Moreover, the proposed architecture was compared to several other methods available in the iNNvestigate framework [1]. As can be seen in Fig. 6, the majority of the methods are unable to produce reasonable explanations for the chosen dataset, highlighting corners of the image, for example, while the proposed architecture is able to only highlight the relevant regions for the classifier’s decision (see Fig. 5 middle). Furthermore, training only the classifier, as was done when applying the iNNvestigate toolbox’s analysis methods, yields accuracies close to 62%, while the accuracy of the proposed architecture reaches 100%, as illustrated in Fig. 7. For this dataset, the proposed network not only produces explanations alongside with predictions, as well as improves accuracy, by forcing the classifier to focus only on relevant parts of the image.

Fig. 6.
figure 6

Results of the application of 10 analysis methods available on the iNNvestigate toolbox [1] to the proposed classifier and comparison with the proposed end-to-end architecture. The color map of the right column’s images was adjusted to help visualization due to the small size of each image and for easier comparison. (Color figure online)

Fig. 7.
figure 7

Evolution of classifier accuracy per training epoch for the same classifier trained alone (left) and within the proposed explainer-classifier architecture (right).

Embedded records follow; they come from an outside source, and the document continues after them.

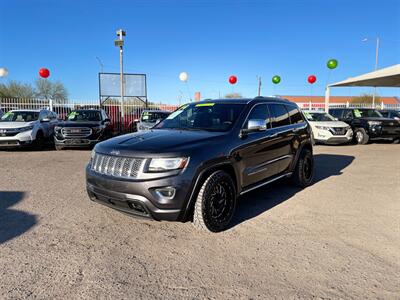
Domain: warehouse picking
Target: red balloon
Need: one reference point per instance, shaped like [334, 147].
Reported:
[312, 79]
[44, 73]
[232, 79]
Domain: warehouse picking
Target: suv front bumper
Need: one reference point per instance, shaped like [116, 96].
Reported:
[22, 139]
[138, 198]
[326, 137]
[75, 142]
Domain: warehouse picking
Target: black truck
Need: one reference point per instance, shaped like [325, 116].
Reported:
[368, 124]
[82, 128]
[194, 164]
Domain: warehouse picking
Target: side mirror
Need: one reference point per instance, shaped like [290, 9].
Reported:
[254, 125]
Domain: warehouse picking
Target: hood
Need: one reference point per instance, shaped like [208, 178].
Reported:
[16, 124]
[329, 123]
[158, 141]
[78, 124]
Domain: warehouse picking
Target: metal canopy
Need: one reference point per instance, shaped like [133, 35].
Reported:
[387, 77]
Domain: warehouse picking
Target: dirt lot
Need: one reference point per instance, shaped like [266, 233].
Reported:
[340, 238]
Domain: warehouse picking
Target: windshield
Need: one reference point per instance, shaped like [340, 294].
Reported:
[203, 116]
[153, 117]
[367, 113]
[20, 116]
[84, 116]
[318, 117]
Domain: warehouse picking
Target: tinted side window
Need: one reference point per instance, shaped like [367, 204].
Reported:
[295, 115]
[337, 113]
[348, 114]
[260, 112]
[385, 114]
[279, 114]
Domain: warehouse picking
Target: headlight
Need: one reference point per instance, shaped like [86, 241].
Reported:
[167, 164]
[374, 123]
[95, 129]
[27, 128]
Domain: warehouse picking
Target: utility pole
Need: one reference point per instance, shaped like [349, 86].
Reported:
[120, 43]
[376, 68]
[376, 65]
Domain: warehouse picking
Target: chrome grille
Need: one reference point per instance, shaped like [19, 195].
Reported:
[125, 167]
[76, 132]
[338, 130]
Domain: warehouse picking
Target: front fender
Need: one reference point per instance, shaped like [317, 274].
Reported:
[200, 176]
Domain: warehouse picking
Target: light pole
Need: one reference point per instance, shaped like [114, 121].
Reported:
[120, 43]
[100, 63]
[376, 65]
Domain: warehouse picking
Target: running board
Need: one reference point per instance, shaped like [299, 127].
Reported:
[265, 183]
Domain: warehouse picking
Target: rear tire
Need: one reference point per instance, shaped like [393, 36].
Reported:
[304, 172]
[361, 136]
[216, 203]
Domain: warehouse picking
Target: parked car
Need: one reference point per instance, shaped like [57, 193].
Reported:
[195, 163]
[83, 128]
[27, 128]
[368, 124]
[391, 114]
[327, 130]
[150, 118]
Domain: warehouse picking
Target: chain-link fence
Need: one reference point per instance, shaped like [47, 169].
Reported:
[126, 122]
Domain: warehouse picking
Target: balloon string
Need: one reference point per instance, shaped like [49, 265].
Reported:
[189, 91]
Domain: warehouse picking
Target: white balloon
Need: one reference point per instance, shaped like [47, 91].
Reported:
[183, 76]
[3, 72]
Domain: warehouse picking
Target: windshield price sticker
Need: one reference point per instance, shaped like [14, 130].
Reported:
[205, 104]
[308, 115]
[357, 113]
[177, 112]
[7, 114]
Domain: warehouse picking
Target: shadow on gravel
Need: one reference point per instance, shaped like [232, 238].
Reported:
[13, 223]
[256, 202]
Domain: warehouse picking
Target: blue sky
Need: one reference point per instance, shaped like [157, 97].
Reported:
[208, 39]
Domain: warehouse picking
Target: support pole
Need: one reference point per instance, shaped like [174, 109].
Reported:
[327, 95]
[122, 89]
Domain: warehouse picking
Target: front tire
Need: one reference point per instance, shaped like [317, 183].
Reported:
[38, 143]
[216, 203]
[304, 172]
[361, 136]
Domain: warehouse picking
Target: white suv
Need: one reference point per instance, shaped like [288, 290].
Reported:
[328, 130]
[27, 127]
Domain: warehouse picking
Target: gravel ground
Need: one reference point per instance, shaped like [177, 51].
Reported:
[339, 238]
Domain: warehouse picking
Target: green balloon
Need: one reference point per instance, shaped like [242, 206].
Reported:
[332, 64]
[276, 79]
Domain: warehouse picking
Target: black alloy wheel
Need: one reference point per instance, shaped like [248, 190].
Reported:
[216, 203]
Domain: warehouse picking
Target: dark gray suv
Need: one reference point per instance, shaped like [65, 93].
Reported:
[196, 163]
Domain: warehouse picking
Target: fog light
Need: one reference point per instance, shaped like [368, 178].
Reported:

Finally, Fig. 8 depicts the obtained results of the experiment on the cue conflict dataset. One can see that the generated explanations are oriented towards semantic components of the objects. For example, for the bottle case the explanations focus more on the neck of the bottle and on its label. In the car example, the explanation highlights the car’s bumper and in the bicycle case, the handles and the seat are highlighted, while in the chair example the chair’s legs are highlighted. It is worth noting that although the resulting explanations highlight different semantic components of the objects, they do not appear connected to each other (for example, the handle and the seat of the bicycle). This result hints that improving the quality of these explanations can be made by ensuring that explanations are sparse, i.e., cover a smaller part of the whole image, and also connected.

Fig. 8.
figure 8

Results of the cue conflict experiment.

4 Conclusion

We propose a preliminary in-model joint approach to produce decisions and explanations using CNNs, capable of producing not only interpretable explanations, but also complete ones, i.e., explanations that are able to describe the system’s internals accurately. We also developed a synthetic dataset generation framework with automatic annotation.

The proposed architecture was tested with a simple generated synthetic dataset, for which explanations are intuitive and do not need to employ expert knowledge. Results show the potential of the proposed architecture, especially when compared to existing methods and when adding L1 regularisation. These also hint at the need for regularisation in order to better balance the interpretability-completeness trade off. As such, future research will study the effect of adding total variation regularisation as a way of making explanations sparse. Also, we will explore the possible advantages of supervising the explanations, as well as develop a proper annotation scheme and evaluation metrics for such task.